Hutchinson-Gilford progeria syndrome (HGPS) is caused by a mutation in the lamin A/C gene (LMNA); the mutant allele produces a truncated lamin A (“progerin”) that disrupts the nuclear architecture, interferes with cell cycle progression, and may accelerate cellular senescence.
HGPS is dominant, i.e., heterozygotes are fully affected, implying that the ratio of progerin to normal lamin is important. One would predict that more wildtype lamin would titrate out the mutant protein and lessen the severity of the disease. In a counterintuitive finding, Yang et al. demonstrate that the opposite is true: Mice that express only the lamin C isoform, but no lamin A, suffer from much milder progeria than mice expressing both isoforms:
Eliminating the synthesis of mature lamin a reduces disease phenotypes in mice carrying a hutchinson-gilford progeria syndrome allele
Hutchinson-Gilford progeria syndrome is caused by the synthesis of a mutant form of prelamin A, which is generally called progerin. Progerin is targeted to the nuclear rim, where it interferes with the integrity of the nuclear lamina, causes misshapen cell nuclei, and leads to multiple aging-like disease phenotypes. We created a gene-targeted allele yielding exclusively progerin (LmnaHG) and found that heterozygous mice (LmnaHG/+) exhibit many phenotypes of progeria. In this study, we tested the hypothesis that the phenotypes elicited by the LmnaHG allele might be modulated by compositional changes in the nuclear lamina. To explore this hypothesis, we bred mice harboring one LmnaHG allele and one LmnaLCO allele (a mutant allele that produces lamin C but no lamin A). We then compared the phenotypes of LmnaHG/LCO mice (which produce progerin and lamin C) with littermate LmnaHG/+ mice (which produce lamin A, lamin C, and progerin). LmnaHG/LCO mice exhibited improved body weight curves (P < 0.0001), reduced numbers of spontaneous rib fractures (P < 0.0001), and improved survival (P < 0.0001). In addition, LmnaHG/LCO fibroblasts had fewer misshapen nuclei than LmnaHG/+ fibroblasts (P < 0.0001). A likely explanation for these differences was uncovered: the amount of progerin in LmnaHG/LCO fibroblasts and tissues was lower than in LmnaHG/+ fibroblasts and tissues. These studies suggest that compositional changes in the nuclear lamina can influence both the steady-state levels of progerin and the severity of progeria-like disease phenotypes.

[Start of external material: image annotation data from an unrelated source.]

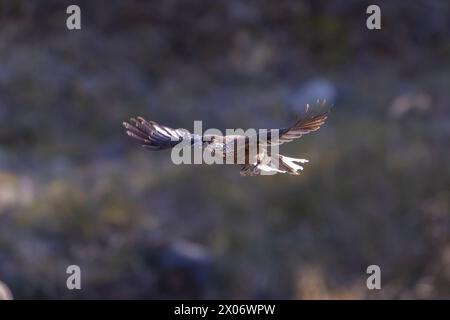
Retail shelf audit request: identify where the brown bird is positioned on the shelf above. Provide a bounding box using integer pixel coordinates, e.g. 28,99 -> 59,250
123,101 -> 329,176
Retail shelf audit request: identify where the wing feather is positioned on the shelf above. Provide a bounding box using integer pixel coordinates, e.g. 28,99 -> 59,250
123,117 -> 192,150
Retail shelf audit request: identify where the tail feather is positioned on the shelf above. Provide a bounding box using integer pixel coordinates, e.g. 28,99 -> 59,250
241,155 -> 308,176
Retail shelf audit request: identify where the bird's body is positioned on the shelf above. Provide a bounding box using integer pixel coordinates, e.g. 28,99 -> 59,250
123,102 -> 328,176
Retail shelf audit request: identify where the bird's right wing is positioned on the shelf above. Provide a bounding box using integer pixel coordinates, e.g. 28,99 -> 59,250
123,117 -> 194,150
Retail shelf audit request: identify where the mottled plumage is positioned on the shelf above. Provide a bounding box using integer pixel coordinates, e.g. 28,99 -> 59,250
123,102 -> 328,176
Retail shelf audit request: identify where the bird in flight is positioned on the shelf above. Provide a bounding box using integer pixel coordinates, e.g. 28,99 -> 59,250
123,101 -> 329,176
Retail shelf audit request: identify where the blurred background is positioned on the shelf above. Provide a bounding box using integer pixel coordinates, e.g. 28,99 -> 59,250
0,0 -> 450,299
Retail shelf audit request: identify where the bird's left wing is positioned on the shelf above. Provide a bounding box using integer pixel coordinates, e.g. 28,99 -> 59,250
123,117 -> 194,150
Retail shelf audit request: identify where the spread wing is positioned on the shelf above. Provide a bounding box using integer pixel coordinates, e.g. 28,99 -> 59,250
123,117 -> 194,150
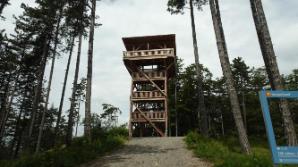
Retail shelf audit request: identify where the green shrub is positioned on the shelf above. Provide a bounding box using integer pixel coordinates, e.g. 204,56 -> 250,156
0,128 -> 128,167
185,132 -> 272,167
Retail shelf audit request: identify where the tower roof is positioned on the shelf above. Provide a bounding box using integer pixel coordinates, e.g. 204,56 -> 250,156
122,34 -> 176,52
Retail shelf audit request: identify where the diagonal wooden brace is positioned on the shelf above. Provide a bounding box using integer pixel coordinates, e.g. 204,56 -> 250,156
137,68 -> 167,97
136,107 -> 165,137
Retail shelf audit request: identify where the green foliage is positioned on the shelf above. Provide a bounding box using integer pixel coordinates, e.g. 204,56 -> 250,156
0,128 -> 128,167
185,132 -> 296,167
168,0 -> 208,14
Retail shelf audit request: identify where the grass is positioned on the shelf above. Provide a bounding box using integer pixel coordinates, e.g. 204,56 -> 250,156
0,128 -> 128,167
185,132 -> 293,167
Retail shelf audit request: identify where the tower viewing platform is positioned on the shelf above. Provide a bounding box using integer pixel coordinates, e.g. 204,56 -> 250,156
123,34 -> 176,137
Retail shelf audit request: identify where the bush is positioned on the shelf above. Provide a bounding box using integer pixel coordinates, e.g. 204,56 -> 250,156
185,132 -> 272,167
0,128 -> 128,167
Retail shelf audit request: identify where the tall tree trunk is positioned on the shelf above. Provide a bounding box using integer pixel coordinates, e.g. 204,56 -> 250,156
66,31 -> 83,146
189,0 -> 208,136
53,36 -> 75,144
0,73 -> 12,138
0,73 -> 19,141
250,0 -> 297,145
84,0 -> 96,140
26,34 -> 50,149
209,0 -> 251,154
35,7 -> 63,153
0,0 -> 8,15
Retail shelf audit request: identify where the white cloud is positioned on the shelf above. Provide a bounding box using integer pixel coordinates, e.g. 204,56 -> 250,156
2,0 -> 298,136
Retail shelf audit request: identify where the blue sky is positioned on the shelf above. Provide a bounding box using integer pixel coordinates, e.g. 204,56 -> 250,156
1,0 -> 298,136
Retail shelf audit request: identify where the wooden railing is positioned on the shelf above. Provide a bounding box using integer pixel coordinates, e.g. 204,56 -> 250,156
131,111 -> 166,121
123,49 -> 175,58
132,71 -> 166,80
132,91 -> 164,99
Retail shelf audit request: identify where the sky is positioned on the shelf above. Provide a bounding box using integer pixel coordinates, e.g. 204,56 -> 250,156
0,0 -> 298,134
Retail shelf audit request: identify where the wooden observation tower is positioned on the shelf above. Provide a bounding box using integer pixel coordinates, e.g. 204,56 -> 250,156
123,34 -> 176,137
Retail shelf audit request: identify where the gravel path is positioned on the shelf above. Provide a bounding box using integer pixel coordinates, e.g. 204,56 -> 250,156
84,137 -> 212,167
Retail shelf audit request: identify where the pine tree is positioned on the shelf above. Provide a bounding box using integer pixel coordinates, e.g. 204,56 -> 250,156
250,0 -> 297,145
168,0 -> 208,136
209,0 -> 251,154
84,0 -> 96,141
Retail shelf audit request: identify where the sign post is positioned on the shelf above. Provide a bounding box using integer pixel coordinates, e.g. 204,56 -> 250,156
259,90 -> 298,164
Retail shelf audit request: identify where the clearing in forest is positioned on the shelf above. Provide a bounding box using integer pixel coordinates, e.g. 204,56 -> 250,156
82,137 -> 212,167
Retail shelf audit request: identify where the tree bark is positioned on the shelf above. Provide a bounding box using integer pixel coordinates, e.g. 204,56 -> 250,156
209,0 -> 251,154
35,8 -> 63,153
0,0 -> 9,15
66,31 -> 83,146
84,0 -> 96,140
0,73 -> 19,141
27,34 -> 50,143
250,0 -> 297,146
53,37 -> 75,144
189,0 -> 209,136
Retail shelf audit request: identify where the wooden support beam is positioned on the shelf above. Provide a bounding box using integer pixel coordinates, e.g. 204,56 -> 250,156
136,107 -> 165,137
166,62 -> 174,71
137,68 -> 167,97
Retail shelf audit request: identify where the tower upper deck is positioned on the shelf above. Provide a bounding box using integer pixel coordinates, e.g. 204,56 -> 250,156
122,34 -> 176,77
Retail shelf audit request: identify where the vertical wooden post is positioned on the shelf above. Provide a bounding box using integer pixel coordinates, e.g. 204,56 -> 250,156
164,70 -> 169,136
128,79 -> 134,138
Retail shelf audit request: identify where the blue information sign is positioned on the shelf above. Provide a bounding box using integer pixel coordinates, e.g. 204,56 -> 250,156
260,90 -> 298,164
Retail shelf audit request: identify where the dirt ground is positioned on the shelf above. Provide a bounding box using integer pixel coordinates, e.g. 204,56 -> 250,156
82,137 -> 212,167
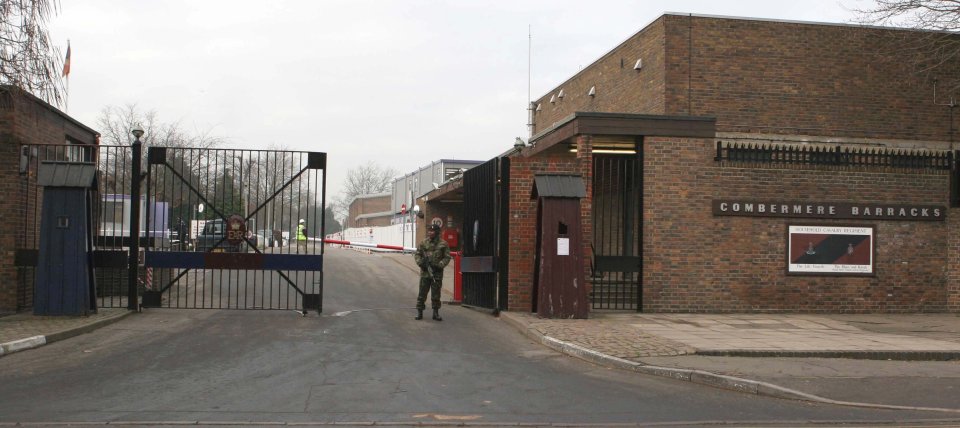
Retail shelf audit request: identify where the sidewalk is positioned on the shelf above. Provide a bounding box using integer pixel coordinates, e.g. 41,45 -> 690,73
0,308 -> 130,357
500,312 -> 960,412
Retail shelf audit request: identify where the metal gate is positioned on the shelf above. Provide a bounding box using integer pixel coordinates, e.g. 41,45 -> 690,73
14,143 -> 326,311
461,158 -> 510,311
143,147 -> 326,311
590,149 -> 643,312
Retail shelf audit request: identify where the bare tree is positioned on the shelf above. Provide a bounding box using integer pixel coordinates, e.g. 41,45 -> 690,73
854,0 -> 960,93
343,161 -> 399,203
0,0 -> 64,107
330,161 -> 399,224
98,103 -> 225,149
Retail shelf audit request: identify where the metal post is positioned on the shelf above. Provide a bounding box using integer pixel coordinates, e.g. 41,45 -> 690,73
127,126 -> 143,311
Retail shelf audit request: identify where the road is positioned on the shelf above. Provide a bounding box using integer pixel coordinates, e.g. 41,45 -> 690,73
0,249 -> 956,426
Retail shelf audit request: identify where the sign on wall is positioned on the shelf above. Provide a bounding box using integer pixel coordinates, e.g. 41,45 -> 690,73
787,226 -> 874,276
712,199 -> 947,221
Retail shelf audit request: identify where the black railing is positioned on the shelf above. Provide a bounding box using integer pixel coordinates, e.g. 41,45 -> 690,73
715,141 -> 953,171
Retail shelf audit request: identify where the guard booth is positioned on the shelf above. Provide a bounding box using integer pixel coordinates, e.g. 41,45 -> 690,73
33,162 -> 97,315
532,175 -> 589,318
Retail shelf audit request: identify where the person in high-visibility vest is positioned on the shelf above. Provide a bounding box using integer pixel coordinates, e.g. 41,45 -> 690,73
297,219 -> 307,252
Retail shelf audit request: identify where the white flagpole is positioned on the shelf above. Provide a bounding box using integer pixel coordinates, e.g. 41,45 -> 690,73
63,39 -> 71,114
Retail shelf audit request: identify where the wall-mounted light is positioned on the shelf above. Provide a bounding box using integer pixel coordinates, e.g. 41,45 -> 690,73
513,137 -> 527,152
569,143 -> 637,155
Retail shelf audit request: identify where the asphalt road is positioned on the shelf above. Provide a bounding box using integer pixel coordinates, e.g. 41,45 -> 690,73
0,249 -> 956,426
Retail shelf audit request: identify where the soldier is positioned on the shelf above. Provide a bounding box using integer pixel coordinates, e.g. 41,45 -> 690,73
297,219 -> 307,253
413,224 -> 450,321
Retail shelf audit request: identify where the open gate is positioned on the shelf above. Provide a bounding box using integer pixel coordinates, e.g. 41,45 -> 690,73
461,157 -> 510,311
590,144 -> 643,312
14,143 -> 326,311
143,147 -> 326,312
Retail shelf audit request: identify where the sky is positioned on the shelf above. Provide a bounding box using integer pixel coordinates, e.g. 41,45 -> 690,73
49,0 -> 865,201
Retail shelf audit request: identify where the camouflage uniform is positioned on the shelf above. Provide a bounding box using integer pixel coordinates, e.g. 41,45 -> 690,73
413,234 -> 450,311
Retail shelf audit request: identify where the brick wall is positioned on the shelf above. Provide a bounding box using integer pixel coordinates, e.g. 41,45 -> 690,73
507,135 -> 593,312
534,18 -> 666,133
534,15 -> 960,141
643,137 -> 960,313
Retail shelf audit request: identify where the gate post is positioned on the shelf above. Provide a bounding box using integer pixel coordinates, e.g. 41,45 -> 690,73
127,125 -> 143,311
450,251 -> 463,305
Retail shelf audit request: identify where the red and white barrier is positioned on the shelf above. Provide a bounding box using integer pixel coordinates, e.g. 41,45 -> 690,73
321,239 -> 463,304
323,239 -> 417,251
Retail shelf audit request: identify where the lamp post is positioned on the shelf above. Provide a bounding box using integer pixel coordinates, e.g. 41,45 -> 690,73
410,204 -> 420,247
127,124 -> 143,311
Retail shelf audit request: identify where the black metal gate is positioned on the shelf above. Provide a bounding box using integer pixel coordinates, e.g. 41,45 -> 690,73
590,148 -> 643,312
14,144 -> 326,311
143,147 -> 326,311
461,158 -> 510,311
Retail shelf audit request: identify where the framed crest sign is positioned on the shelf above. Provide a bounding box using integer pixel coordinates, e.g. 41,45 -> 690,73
787,225 -> 875,276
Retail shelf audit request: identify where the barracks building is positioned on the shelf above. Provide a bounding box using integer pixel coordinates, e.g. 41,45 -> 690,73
450,14 -> 960,318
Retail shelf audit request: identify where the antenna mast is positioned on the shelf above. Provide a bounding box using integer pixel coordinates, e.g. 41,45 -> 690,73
527,24 -> 533,137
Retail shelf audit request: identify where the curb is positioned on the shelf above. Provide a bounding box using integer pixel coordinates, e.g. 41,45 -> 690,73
697,349 -> 960,361
0,311 -> 133,357
500,312 -> 960,414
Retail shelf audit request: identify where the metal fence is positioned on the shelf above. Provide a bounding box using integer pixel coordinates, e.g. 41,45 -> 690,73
715,141 -> 954,171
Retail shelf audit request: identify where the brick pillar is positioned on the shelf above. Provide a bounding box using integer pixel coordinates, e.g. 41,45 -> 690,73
947,208 -> 960,313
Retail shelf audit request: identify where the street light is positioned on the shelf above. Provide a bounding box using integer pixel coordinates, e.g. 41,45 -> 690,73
410,204 -> 420,247
127,124 -> 143,311
130,123 -> 143,143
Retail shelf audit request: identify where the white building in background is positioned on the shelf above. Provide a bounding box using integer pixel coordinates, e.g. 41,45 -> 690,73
390,159 -> 483,224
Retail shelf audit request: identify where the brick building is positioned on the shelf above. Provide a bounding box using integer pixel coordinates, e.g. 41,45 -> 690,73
492,14 -> 960,313
344,193 -> 393,228
0,86 -> 100,313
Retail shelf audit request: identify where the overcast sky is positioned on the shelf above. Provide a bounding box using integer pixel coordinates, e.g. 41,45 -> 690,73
50,0 -> 862,195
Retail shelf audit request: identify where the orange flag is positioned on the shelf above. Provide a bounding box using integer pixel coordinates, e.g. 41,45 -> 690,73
63,42 -> 70,77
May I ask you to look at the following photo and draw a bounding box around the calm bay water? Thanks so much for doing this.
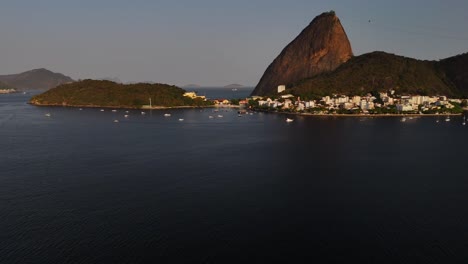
[0,90,468,263]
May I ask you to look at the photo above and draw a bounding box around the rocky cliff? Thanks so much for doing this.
[252,11,353,95]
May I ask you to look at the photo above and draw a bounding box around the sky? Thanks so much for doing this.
[0,0,468,86]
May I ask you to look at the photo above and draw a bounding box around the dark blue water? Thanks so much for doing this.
[0,92,468,263]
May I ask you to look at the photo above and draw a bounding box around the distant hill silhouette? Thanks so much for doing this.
[288,52,468,98]
[224,83,244,88]
[0,68,73,90]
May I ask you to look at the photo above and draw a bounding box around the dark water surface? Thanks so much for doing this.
[0,94,468,263]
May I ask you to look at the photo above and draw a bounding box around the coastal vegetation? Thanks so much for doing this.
[30,80,212,108]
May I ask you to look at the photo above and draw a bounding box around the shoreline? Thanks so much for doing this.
[28,102,239,110]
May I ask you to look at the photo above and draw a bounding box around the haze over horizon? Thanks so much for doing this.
[0,0,468,86]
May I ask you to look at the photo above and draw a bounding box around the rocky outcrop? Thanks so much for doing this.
[0,69,73,90]
[252,11,353,95]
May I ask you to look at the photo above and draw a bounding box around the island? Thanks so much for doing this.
[0,82,17,94]
[29,79,214,109]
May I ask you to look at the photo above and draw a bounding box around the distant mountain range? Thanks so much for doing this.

Because the animals expressing only lamin C also have lower steady-state levels of progerin, it is possible that the net result is that wildtype lamin is titrating out the mutant protein after all. The mechanism of the progerin downregulation is unclear; the simplest model would seem to be that progerin is stabilized by lamin A but not lamin C.
Regardless, it’s still striking that a trait resulting from dominant mutation in a gene can be ameliorated by lowering levels of the wildtype protein. Does this imply that one could treat HGPS by targeting the wildtype allele of LMNA? Progerin arises at some low level during normal aging, and may contribute to cellular senescence; would lowering levels of lamin A slow the time-dependent accumulation of progerin in otherwise healthy humans?